Как можно не чувствовать этот запах, если на него слетаются даже парковые воробьи и голуби – вон как всполошились!
– Что же мне делать? – тем же озабоченным голосом допытывался Гутионтов.
Ицхаку не хотелось обижать друга, но и разговаривать о Джеки среди чанов с пузырящимся тестом, на виду у пекарей, в раскаленном, как пустыня, цеху он не мог. Оставил бы его Гутионтов в покое со своей собачонкой.
– Тебе плохо, тебе нехорошо? – лучик искреннего участия позолотил голос Натана.
– Не до собак мне сейчас, Натан, не до собак.
– А о чем ты думаешь?
– О многом, Натан.
– А я о многом не умею…
– Я думаю сейчас не о собаках, а о коте рабби Менделя, – на свое несчастье признался Ицхак.
– Ага, о коте так можно, а о собаках – нет.
– О каждой твари можно думать, как о Боге. Бог – в каждом из нас. Он – и в человеке, и в дождевом черве.

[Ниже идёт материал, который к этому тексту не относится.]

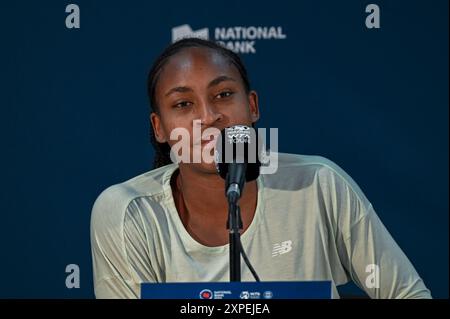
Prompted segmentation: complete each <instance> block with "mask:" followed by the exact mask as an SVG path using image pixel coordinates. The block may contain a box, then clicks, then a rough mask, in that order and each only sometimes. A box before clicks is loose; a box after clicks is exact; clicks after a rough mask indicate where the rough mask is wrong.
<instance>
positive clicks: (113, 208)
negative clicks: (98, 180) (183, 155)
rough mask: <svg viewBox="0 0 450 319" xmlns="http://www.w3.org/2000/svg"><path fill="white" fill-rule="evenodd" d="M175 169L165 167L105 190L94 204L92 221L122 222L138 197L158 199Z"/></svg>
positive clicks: (163, 192)
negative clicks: (126, 213) (130, 207)
mask: <svg viewBox="0 0 450 319" xmlns="http://www.w3.org/2000/svg"><path fill="white" fill-rule="evenodd" d="M176 167H177V166H176V165H175V164H171V165H166V166H163V167H160V168H157V169H154V170H151V171H148V172H146V173H143V174H140V175H138V176H136V177H133V178H131V179H129V180H127V181H125V182H122V183H118V184H115V185H112V186H110V187H108V188H106V189H105V190H104V191H103V192H101V193H100V195H99V196H98V197H97V199H96V200H95V202H94V205H93V208H92V221H93V222H95V220H99V221H101V222H102V223H104V222H105V221H108V220H109V221H113V220H116V221H117V220H123V217H124V215H125V213H126V210H127V207H128V206H129V205H130V203H131V202H132V201H133V200H135V199H137V198H140V197H153V198H155V199H156V198H159V195H160V194H163V193H164V191H165V190H166V188H167V185H169V184H168V180H170V176H171V175H172V173H173V171H174V170H175V169H176Z"/></svg>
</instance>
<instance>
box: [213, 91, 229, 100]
mask: <svg viewBox="0 0 450 319" xmlns="http://www.w3.org/2000/svg"><path fill="white" fill-rule="evenodd" d="M232 95H233V92H231V91H224V92H220V93H219V94H217V95H216V98H218V99H223V98H226V97H230V96H232Z"/></svg>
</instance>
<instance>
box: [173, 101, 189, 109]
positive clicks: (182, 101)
mask: <svg viewBox="0 0 450 319" xmlns="http://www.w3.org/2000/svg"><path fill="white" fill-rule="evenodd" d="M191 104H192V103H191V102H188V101H182V102H179V103H177V104H175V105H174V106H175V107H177V108H185V107H187V106H190V105H191Z"/></svg>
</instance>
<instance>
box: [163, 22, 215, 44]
mask: <svg viewBox="0 0 450 319" xmlns="http://www.w3.org/2000/svg"><path fill="white" fill-rule="evenodd" d="M184 38H200V39H204V40H208V39H209V30H208V28H203V29H199V30H196V31H193V30H192V29H191V27H190V26H189V25H188V24H183V25H180V26H178V27H175V28H172V43H173V42H176V41H178V40H181V39H184Z"/></svg>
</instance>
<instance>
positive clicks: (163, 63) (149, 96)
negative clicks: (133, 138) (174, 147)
mask: <svg viewBox="0 0 450 319" xmlns="http://www.w3.org/2000/svg"><path fill="white" fill-rule="evenodd" d="M192 47H201V48H208V49H211V50H214V51H216V52H218V53H220V54H222V55H223V56H224V57H225V58H227V59H228V60H229V61H230V62H231V63H232V64H233V65H234V66H235V67H236V68H237V69H238V71H239V73H240V75H241V77H242V81H243V83H244V88H245V90H246V92H247V93H249V92H250V82H249V79H248V75H247V70H246V69H245V66H244V64H243V63H242V61H241V59H240V58H239V56H238V55H237V54H236V53H234V52H233V51H231V50H228V49H227V48H225V47H223V46H221V45H219V44H217V43H215V42H212V41H208V40H203V39H199V38H185V39H182V40H179V41H177V42H175V43H173V44H171V45H169V46H168V47H167V48H166V49H165V50H164V51H163V52H162V53H161V55H160V56H159V57H158V58H157V59H156V61H155V62H154V64H153V66H152V68H151V70H150V72H149V75H148V80H147V94H148V97H149V100H150V112H155V113H156V114H160V113H159V106H158V104H157V102H156V98H155V89H156V84H157V82H158V80H159V75H160V74H161V70H162V68H163V67H164V65H165V64H166V63H167V61H168V60H169V58H170V57H172V56H173V55H175V54H176V53H178V52H180V51H182V50H183V49H186V48H192ZM150 141H151V143H152V145H153V148H154V149H155V159H154V162H153V166H154V167H153V168H158V167H161V166H165V165H168V164H171V163H172V160H171V159H170V146H169V144H168V143H159V142H158V141H157V140H156V137H155V133H154V131H153V129H150Z"/></svg>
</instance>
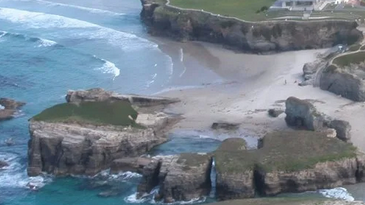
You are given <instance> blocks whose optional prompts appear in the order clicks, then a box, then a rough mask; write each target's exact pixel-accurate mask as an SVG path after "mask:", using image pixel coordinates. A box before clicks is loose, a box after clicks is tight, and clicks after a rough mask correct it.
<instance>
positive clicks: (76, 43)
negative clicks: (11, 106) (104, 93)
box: [0, 0, 219, 205]
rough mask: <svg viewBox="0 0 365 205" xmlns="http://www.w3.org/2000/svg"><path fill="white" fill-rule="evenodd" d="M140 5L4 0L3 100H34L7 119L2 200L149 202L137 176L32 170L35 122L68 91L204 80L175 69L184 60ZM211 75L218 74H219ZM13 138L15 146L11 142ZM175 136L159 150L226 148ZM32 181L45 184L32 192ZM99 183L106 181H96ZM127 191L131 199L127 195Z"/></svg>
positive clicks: (153, 89)
mask: <svg viewBox="0 0 365 205" xmlns="http://www.w3.org/2000/svg"><path fill="white" fill-rule="evenodd" d="M140 10H141V6H140V2H139V1H138V0H113V1H111V0H91V1H83V0H79V1H77V0H76V1H75V0H67V1H66V0H63V1H62V2H61V1H60V2H55V1H43V0H0V90H1V91H0V97H8V98H14V99H16V100H19V101H24V102H26V103H27V105H26V106H24V108H23V109H22V112H21V114H20V115H19V116H17V117H16V118H15V119H13V120H10V121H6V122H1V123H0V159H1V160H6V161H7V162H9V164H10V167H8V168H7V169H5V170H1V171H0V204H1V205H2V204H6V205H15V204H22V205H23V204H24V205H28V204H29V205H51V204H52V205H56V204H57V205H61V204H75V205H78V204H88V205H93V204H95V205H96V204H105V205H107V204H127V203H130V202H139V203H143V202H141V201H135V200H134V199H133V194H134V193H135V191H136V184H137V183H138V181H139V179H140V177H139V176H136V175H135V174H129V175H125V176H119V175H118V176H98V177H96V178H93V179H91V178H84V177H81V176H79V177H75V178H60V179H53V178H52V177H45V178H40V177H36V178H29V177H27V175H26V166H27V146H28V145H27V143H28V140H29V133H28V119H29V118H30V117H32V116H33V115H35V114H37V113H39V112H40V111H42V110H43V109H45V108H47V107H50V106H51V105H54V104H56V103H61V102H64V96H65V93H66V92H67V90H69V89H87V88H93V87H102V88H104V89H107V90H113V91H116V92H120V93H138V94H152V93H156V92H160V91H161V90H163V89H167V88H170V87H175V86H198V85H200V84H201V83H205V81H204V79H203V80H201V81H199V80H198V81H196V80H191V79H190V80H184V79H183V78H184V76H186V75H185V74H189V73H188V72H186V68H184V67H183V66H176V65H180V64H182V62H175V66H174V62H173V60H172V58H171V57H170V56H169V55H167V54H165V53H163V52H162V51H161V50H160V49H159V48H158V45H157V44H156V43H154V42H152V41H150V40H149V39H148V34H147V33H146V30H145V28H144V27H143V25H142V24H141V22H140V18H139V13H140ZM181 55H182V54H181ZM175 58H176V57H175ZM181 58H182V56H181ZM177 59H180V58H179V57H177ZM190 75H191V74H190ZM206 75H207V76H208V78H209V79H212V78H216V79H218V77H217V76H216V75H215V74H214V73H212V72H209V71H207V73H206ZM209 76H210V77H209ZM186 78H188V77H186ZM178 79H179V80H178ZM176 82H179V83H176ZM185 82H186V83H185ZM9 137H12V138H13V139H14V140H15V145H14V146H11V147H8V146H6V145H5V143H4V140H5V139H8V138H9ZM172 137H173V138H172V141H170V142H169V143H168V144H167V145H162V146H160V147H158V148H156V149H154V150H153V153H152V154H176V153H180V152H186V151H195V152H197V151H201V150H206V151H211V150H213V149H214V148H215V147H216V146H218V145H219V142H218V141H215V140H210V141H207V142H205V141H204V142H203V140H201V139H199V138H198V137H194V136H190V137H189V136H187V138H182V139H178V138H176V137H175V138H174V136H172ZM203 143H204V144H205V145H204V146H202V144H203ZM175 148H176V149H175ZM30 181H31V182H33V183H38V184H45V186H44V187H43V188H42V189H40V190H38V191H36V192H34V191H30V190H29V189H27V187H26V185H27V183H28V182H30ZM97 182H100V183H102V185H99V186H95V183H97ZM105 183H107V184H105ZM106 190H112V191H113V197H109V198H105V197H100V196H98V194H100V193H101V192H103V191H106ZM128 196H132V197H130V198H129V200H127V199H128ZM145 203H150V201H146V202H145Z"/></svg>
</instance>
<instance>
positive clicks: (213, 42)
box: [141, 0, 363, 53]
mask: <svg viewBox="0 0 365 205" xmlns="http://www.w3.org/2000/svg"><path fill="white" fill-rule="evenodd" d="M141 2H142V6H143V10H142V12H141V18H142V20H143V21H144V22H145V23H146V25H147V26H148V27H149V31H150V33H151V34H153V35H160V36H168V37H172V38H174V39H178V40H182V41H186V40H198V41H204V42H210V43H218V44H222V45H225V46H227V47H230V48H234V49H237V50H241V51H246V52H253V53H262V52H276V51H288V50H300V49H316V48H325V47H331V46H333V45H337V44H340V43H343V44H353V43H355V42H357V41H359V40H361V39H362V38H363V35H362V33H361V32H360V31H359V30H357V29H356V28H357V26H358V25H357V23H356V22H354V21H345V20H320V21H266V22H247V21H242V20H238V19H235V18H228V17H225V16H219V15H212V14H209V13H206V12H202V11H197V10H183V9H178V8H175V7H171V6H168V5H165V1H158V0H141ZM313 31H315V32H313Z"/></svg>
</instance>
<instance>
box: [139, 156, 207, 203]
mask: <svg viewBox="0 0 365 205" xmlns="http://www.w3.org/2000/svg"><path fill="white" fill-rule="evenodd" d="M211 164H212V158H211V156H210V155H208V154H194V153H185V154H181V155H178V156H167V157H162V158H160V159H159V162H158V163H157V162H156V161H152V162H151V164H150V165H149V166H146V167H145V168H144V171H143V179H142V181H141V184H140V185H139V187H138V191H139V196H142V195H143V193H145V192H147V193H148V192H149V191H151V190H152V188H153V187H155V186H156V185H160V190H159V193H158V195H157V196H156V197H155V200H157V201H159V200H163V201H164V202H165V203H172V202H174V201H190V200H192V199H196V198H200V197H203V196H206V195H208V194H209V192H210V187H211V182H210V170H211ZM151 168H154V170H153V169H151ZM142 191H143V192H142Z"/></svg>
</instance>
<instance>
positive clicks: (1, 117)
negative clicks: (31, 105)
mask: <svg viewBox="0 0 365 205" xmlns="http://www.w3.org/2000/svg"><path fill="white" fill-rule="evenodd" d="M24 105H25V103H23V102H17V101H15V100H12V99H8V98H0V121H3V120H10V119H12V118H14V115H15V114H16V113H17V109H19V108H21V107H22V106H24Z"/></svg>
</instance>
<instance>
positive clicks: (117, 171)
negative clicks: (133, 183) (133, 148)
mask: <svg viewBox="0 0 365 205" xmlns="http://www.w3.org/2000/svg"><path fill="white" fill-rule="evenodd" d="M152 161H153V159H151V158H147V157H137V158H130V157H127V158H122V159H116V160H114V161H113V163H112V164H111V167H110V172H111V173H118V172H127V171H130V172H136V173H142V172H143V170H144V167H145V166H147V165H149V164H150V163H151V162H152Z"/></svg>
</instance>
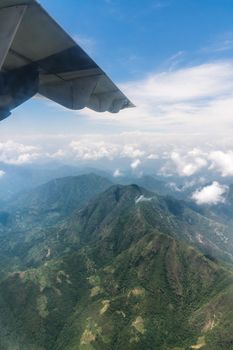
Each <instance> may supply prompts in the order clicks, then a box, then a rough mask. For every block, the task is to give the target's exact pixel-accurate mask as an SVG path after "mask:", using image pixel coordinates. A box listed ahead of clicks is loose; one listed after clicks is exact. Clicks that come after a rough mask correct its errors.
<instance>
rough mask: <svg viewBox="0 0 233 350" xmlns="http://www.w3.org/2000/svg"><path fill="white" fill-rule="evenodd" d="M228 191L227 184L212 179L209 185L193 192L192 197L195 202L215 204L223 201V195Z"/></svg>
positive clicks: (198, 202) (212, 204) (224, 195)
mask: <svg viewBox="0 0 233 350" xmlns="http://www.w3.org/2000/svg"><path fill="white" fill-rule="evenodd" d="M227 191H228V186H225V185H221V184H219V183H218V182H217V181H214V182H213V183H212V184H211V185H209V186H205V187H203V188H202V189H200V190H197V191H195V192H194V193H193V195H192V199H193V200H194V201H195V202H196V203H197V204H200V205H202V204H210V205H216V204H218V203H224V202H225V195H226V193H227Z"/></svg>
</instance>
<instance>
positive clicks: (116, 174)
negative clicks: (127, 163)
mask: <svg viewBox="0 0 233 350" xmlns="http://www.w3.org/2000/svg"><path fill="white" fill-rule="evenodd" d="M113 176H114V177H121V176H124V173H123V172H122V171H120V169H116V170H115V171H114V173H113Z"/></svg>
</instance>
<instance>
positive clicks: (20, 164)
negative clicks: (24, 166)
mask: <svg viewBox="0 0 233 350" xmlns="http://www.w3.org/2000/svg"><path fill="white" fill-rule="evenodd" d="M38 151H39V149H38V148H37V147H35V146H31V145H23V144H21V143H17V142H14V141H11V140H9V141H7V142H1V143H0V161H1V162H4V163H7V164H15V165H22V164H25V163H31V162H32V161H34V160H36V159H38V158H39V156H40V155H39V153H38Z"/></svg>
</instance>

– Думай. Не буду тебе мешать. Когда кончишь думать о коте, поговорим о моей Джеки.
Гутионтов погрузился не то в молчание, не то в дремоту. Он не слышал, как Ицхак снова вошел в синагогу-пекарню, как жар пустыни дохнул ему в лицо.
Возле чанов с тестом хлопотали распаренные женщины в надвинутых на лоб белых косынках, напоминавших Ицхаку воздушных змеев, которых он в детстве запускал на пустыре за школой. Запустишь – и змей, колыхаясь, как бы пританцовывая, устремляется в недосягаемую голубизну, туда, где на своем золотом престоле в окружении ангелов и серафимов восседает Господь Бог. Господь Бог спрашивает у ангелов: чей это змей? И ангелы и серафимы дружно отвечают: сына сапожника Довида Малкина – Ицхака, и имя его разносится под голубым куполом и плывет во все пределы, во все концы.
Ицхак покосился на работниц, и на миг грешная мысль проклюнулась в его голове – ах, если бы и они, не сотворившие никакого зла, никого не убившие, взмыли вверх над столами, уставленными противнями с булочками, над чанами с пузырившимся тестом и, подгоняемые струями ветра от трескучего вентилятора, вылетели через распахнутые окна синагоги во двор!